Die Busch-Trommel Die Börse dankt Merkel
05.10.2009, 08:19 Uhr Zu Recht erhofft sich die deutsche Wirtschaft nach dem klaren Sieg des konservativ-liberalen Lagers von der neuen Bundesregierung all die Korrekturen, die in den vergangenen Jahren offenbar an der SPD gescheitert waren. Befreit vom sozialistischen Ballast und unterstützt von einer erstarkten FDP könne Frau Merkel - so die Erwartung der Wirtschaft und wohl auch der Mehrheit der Wähler- endlich all das in die Tat umsetzen, was ihr in der großen Koalition von der SPD verwehrt worden war.
Vielleicht ein Trugschluss! Denn die CDU-Chefin fühlt sich nach der Wahl dem ganzen deutschen Volk verpflichtet und nicht nur der Wirtschaft und den Wählern, denen sie immerhin ihren Wahlsieg zu verdanken hat.
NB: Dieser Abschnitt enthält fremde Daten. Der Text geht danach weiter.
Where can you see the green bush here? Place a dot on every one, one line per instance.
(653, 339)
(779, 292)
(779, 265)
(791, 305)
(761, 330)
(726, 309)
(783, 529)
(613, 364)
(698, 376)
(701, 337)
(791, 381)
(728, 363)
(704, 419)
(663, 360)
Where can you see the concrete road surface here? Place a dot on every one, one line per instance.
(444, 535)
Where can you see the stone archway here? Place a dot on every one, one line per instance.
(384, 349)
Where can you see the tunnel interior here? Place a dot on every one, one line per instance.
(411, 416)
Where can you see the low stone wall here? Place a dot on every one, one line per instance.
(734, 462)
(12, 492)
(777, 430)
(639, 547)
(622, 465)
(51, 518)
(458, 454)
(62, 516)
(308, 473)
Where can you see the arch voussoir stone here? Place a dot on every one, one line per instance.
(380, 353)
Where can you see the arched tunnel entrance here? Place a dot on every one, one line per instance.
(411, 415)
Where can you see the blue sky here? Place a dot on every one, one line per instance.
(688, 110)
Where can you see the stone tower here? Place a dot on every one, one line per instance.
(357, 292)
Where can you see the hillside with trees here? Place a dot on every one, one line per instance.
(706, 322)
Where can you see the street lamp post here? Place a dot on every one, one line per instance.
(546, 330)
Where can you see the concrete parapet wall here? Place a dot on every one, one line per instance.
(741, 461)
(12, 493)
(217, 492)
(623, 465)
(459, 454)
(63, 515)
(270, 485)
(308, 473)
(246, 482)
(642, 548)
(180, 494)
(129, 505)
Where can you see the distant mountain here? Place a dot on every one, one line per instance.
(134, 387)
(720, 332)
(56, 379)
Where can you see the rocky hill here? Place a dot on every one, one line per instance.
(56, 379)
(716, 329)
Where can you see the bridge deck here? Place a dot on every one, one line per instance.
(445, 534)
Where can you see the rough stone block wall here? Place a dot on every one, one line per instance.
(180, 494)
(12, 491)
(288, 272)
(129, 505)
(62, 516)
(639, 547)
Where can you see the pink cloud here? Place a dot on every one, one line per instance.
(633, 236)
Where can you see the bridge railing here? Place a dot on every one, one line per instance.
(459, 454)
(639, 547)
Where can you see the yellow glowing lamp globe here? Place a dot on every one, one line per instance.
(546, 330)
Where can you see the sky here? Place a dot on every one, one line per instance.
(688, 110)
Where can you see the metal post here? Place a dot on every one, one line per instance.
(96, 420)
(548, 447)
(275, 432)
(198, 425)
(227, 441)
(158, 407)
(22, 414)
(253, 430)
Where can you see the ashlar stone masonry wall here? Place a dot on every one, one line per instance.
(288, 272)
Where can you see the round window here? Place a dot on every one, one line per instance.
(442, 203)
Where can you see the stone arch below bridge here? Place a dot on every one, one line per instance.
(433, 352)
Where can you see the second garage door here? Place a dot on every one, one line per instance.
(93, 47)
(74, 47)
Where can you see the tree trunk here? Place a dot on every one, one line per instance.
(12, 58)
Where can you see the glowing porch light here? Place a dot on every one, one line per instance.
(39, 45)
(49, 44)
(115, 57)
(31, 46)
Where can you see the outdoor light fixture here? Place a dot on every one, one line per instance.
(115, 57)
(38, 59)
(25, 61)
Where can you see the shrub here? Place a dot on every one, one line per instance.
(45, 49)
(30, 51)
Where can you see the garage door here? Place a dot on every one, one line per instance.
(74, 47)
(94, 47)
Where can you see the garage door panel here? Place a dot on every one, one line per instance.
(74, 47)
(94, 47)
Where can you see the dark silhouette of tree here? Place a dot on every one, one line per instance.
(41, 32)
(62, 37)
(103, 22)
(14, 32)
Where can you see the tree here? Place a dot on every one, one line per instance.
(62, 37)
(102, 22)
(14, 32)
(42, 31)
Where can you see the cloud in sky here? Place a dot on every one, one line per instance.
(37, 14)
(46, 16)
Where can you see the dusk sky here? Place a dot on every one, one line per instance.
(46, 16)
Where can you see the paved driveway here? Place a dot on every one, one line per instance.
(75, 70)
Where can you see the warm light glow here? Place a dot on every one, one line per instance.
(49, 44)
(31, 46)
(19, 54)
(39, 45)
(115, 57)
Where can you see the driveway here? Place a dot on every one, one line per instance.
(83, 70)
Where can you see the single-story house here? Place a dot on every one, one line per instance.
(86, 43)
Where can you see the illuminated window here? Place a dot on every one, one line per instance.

Zudem pressen sich jetzt auch noch die Gewerkschaften in die Verhandlungsrunde und drohen der Kanzlerin ganz offen mit der Mobilisierung der Straße, wenn sie Abstriche an Arbeitnehmerrechten plane. Mit anderen Worten: Auf unabsehbare Zeit wird es wohl nichts mit all den frommen Wünschen der Wirtschaft, die übrigens auch in der CDU insgeheim eine Heimat haben. Also: Keine grundlegende Steuerreform, kein reduzierter Kündigungsschutz, keine Abschaffung der Mindestlöhne oder gar Einschränkung der Mitbestimmung. Über eine verlängerte Laufzeit von Kernkraftwerken wird man vielleicht reden, aber trotz der verbalen Muskelspielereien der FDP nichts beschließen. Auch mit dem bürokratischen Monster "Gesundheitsfonds" kann Frau Merkel gut leben. Ein großer Teil der konservativen Bevölkerung aber offensichtlich nicht! Wie wäre sonst die Massenflucht ehemaliger CDU-Wähler ins FDP-Lager zu erklären? Doch wohl nicht nur mit taktischen Zweitstimmen-Überlegungen!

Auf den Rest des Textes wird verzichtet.